А вообще, такие моменты не забудутся никогда. Знаешь, о чём я жалею? Что мои родители не дожили до этой поездки и не видели меня среди коллег сидящим в Екатерининском зале Кремля. Всё-таки я — потомственный русист и, уверен, для родителей было бы важно видеть, как я продолжаю семейную династию. Приятно поразила реакция крымчан. Телефон был без преувеличения раскалён от звонков, сообщений, фотографий. Я чувствовал, с какой гордостью они восприняли, что среди участников дискуссии есть крымчанин. Звонили, конечно, и коллеги, друзья, знакомые из других регионов.
— Убеждена, такая встреча обязательно повторится. Что бы вы сказали президенту?

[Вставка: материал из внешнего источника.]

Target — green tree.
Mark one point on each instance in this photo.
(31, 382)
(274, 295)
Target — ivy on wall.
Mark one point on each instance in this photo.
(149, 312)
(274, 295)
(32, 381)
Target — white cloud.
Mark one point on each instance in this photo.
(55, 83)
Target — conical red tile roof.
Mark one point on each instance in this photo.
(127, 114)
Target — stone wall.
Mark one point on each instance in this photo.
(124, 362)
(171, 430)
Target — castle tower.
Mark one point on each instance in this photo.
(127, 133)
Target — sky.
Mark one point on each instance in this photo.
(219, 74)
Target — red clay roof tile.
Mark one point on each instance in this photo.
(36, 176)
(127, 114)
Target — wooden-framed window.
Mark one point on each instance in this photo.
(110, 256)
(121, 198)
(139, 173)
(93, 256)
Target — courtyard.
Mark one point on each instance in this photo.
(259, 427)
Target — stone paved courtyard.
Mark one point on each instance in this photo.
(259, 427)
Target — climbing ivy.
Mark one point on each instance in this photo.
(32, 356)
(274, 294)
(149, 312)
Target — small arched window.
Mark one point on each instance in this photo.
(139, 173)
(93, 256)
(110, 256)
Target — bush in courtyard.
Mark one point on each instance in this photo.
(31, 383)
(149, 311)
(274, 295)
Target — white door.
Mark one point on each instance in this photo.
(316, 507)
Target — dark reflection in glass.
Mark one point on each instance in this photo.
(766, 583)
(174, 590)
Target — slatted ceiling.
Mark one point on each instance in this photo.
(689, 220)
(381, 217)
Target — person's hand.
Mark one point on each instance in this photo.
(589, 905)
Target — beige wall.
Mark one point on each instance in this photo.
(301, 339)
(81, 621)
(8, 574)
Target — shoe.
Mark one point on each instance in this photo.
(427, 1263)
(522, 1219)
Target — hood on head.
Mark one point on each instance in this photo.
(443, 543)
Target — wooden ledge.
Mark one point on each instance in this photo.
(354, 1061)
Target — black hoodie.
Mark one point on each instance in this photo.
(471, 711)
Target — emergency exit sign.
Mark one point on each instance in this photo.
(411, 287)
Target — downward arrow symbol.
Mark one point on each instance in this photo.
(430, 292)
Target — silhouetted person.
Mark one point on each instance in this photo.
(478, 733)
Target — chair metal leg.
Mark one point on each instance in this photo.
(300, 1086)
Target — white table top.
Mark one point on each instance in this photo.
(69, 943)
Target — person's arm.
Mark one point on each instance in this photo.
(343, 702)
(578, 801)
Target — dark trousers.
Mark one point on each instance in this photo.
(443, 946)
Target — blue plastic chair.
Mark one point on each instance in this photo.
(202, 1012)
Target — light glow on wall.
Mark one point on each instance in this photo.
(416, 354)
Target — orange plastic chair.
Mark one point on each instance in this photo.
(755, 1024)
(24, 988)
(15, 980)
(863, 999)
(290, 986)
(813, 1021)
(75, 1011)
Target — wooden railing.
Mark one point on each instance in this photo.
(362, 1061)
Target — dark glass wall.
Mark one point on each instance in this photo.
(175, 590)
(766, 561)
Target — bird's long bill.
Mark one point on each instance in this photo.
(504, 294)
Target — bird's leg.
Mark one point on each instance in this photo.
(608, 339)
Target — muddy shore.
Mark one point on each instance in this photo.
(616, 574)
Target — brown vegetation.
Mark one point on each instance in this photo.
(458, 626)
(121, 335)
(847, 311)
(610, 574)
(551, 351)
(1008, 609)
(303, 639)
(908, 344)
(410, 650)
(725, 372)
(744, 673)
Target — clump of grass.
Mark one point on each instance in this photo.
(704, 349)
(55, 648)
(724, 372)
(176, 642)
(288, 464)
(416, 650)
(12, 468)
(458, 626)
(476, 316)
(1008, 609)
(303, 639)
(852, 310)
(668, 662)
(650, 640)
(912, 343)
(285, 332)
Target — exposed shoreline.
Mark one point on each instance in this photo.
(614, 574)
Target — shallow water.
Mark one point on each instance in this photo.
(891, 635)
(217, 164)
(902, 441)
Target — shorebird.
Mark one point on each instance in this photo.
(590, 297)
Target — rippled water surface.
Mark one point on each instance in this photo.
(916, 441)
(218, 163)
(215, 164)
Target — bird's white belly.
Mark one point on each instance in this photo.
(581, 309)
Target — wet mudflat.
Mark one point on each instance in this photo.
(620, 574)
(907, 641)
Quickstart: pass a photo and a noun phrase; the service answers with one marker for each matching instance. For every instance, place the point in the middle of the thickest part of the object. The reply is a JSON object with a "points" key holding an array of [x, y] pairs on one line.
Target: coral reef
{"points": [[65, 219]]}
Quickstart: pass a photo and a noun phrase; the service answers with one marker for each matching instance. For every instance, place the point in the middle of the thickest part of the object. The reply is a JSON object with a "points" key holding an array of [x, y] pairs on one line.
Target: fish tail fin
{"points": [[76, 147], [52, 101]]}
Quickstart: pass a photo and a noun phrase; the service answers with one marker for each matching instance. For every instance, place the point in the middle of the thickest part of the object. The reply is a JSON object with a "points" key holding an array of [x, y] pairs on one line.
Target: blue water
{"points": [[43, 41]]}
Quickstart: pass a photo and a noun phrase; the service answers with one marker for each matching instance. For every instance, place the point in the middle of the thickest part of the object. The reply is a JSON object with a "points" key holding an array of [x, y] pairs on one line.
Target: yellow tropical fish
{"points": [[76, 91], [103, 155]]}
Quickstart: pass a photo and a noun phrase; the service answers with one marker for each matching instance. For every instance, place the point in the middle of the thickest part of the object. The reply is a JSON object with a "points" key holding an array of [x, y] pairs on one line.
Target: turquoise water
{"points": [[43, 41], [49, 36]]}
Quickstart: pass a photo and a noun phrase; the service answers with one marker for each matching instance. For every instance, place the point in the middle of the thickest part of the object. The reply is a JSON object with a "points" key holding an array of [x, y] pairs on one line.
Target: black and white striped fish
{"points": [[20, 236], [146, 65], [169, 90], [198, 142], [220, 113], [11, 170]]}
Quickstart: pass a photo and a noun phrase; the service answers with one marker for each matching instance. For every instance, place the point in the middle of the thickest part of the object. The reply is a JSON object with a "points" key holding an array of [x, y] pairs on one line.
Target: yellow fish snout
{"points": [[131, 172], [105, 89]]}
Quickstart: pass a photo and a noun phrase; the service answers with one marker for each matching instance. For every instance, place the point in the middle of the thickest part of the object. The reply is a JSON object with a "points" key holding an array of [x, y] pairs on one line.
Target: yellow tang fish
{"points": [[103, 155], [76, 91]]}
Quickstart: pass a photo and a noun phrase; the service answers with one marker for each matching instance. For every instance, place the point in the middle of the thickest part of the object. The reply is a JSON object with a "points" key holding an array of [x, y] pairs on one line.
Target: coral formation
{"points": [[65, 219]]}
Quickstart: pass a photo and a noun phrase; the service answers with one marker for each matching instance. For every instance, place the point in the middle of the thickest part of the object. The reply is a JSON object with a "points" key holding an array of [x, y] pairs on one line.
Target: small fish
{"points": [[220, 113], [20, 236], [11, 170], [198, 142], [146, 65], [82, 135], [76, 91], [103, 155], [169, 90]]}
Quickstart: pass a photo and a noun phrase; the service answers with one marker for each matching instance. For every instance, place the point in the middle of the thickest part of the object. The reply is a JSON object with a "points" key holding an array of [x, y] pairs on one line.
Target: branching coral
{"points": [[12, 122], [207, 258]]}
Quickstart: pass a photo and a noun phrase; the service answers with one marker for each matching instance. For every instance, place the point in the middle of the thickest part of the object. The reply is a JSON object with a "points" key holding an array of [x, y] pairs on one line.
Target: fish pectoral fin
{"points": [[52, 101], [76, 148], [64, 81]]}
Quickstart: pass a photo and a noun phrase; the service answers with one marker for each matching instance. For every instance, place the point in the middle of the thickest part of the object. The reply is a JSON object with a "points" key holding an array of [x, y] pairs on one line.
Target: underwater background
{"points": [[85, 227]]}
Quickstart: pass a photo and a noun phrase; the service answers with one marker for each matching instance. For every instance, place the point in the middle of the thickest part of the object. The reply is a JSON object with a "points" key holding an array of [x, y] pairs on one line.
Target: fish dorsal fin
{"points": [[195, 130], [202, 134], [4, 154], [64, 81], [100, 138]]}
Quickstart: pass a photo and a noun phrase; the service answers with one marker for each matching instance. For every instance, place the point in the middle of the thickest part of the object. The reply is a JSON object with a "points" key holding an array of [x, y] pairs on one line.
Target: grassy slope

— О ситуации с учебниками русского языка, которые пишем с коллегами. В 2020-м в крымских школах их получат 5, 6 и 7-е классы. Учебники войдут в федеральный перечень и будут использованы во всех регионах РФ. В учебниках много текстов современных писателей. Дети должны их знать! И учить мы должны на материале современных текстов. В наших учебниках тексты более трёхсот современных российских писателей. Так вот, оказалось, что по законам Российской Федерации у каждого из них я должен взять нотариально заверенное разрешение на публикацию маленького фрагмента!
— Адский труд!
— Не то слово, он громоздкий, бесполезный, ничего не дающий ни уму, ни сердцу. Представь, решается вопрос о включении наших учебников в федеральный перечень. Эксперта может устроить всё — уровень, методика, подход, концепция. А отсутствие маленького пунктика (согласования) сводит на нет все наши усилия. Поверь, писать учебники очень непросто, не каждому это дано. Ты знаешь, как я ценю талант так рано и несвоевременно ушедшей Татьяны Фроловой! Помню тот решающий для начала нашего сотрудничества момент, когда она принесла мне главу учебника с отрывком из «Чайки по имени Джонатан Ливингстон» Ричарда Баха. Скажи, где я сегодня буду искать Баха?
— Есть ли у крымских русистов своя ниша в филологической элите России?
— Конечно! Мы призываем с уважением относиться к русскому, на котором говорят в Белоруссии, на Украине, в Казахстане. Это не испорченный, а видоизменённый вариант. И принижая его, наши горячие головы тем самым отдаляют от России русскоязычное население этих стран. Мы это понимаем по-особому, потому что пожили в статусе языкового нацменьшинства. «Материковые» лингвисты этого не почувствуют. Когда ты находишься не в центре, а на периферии системы, многие вещи видишь по-другому.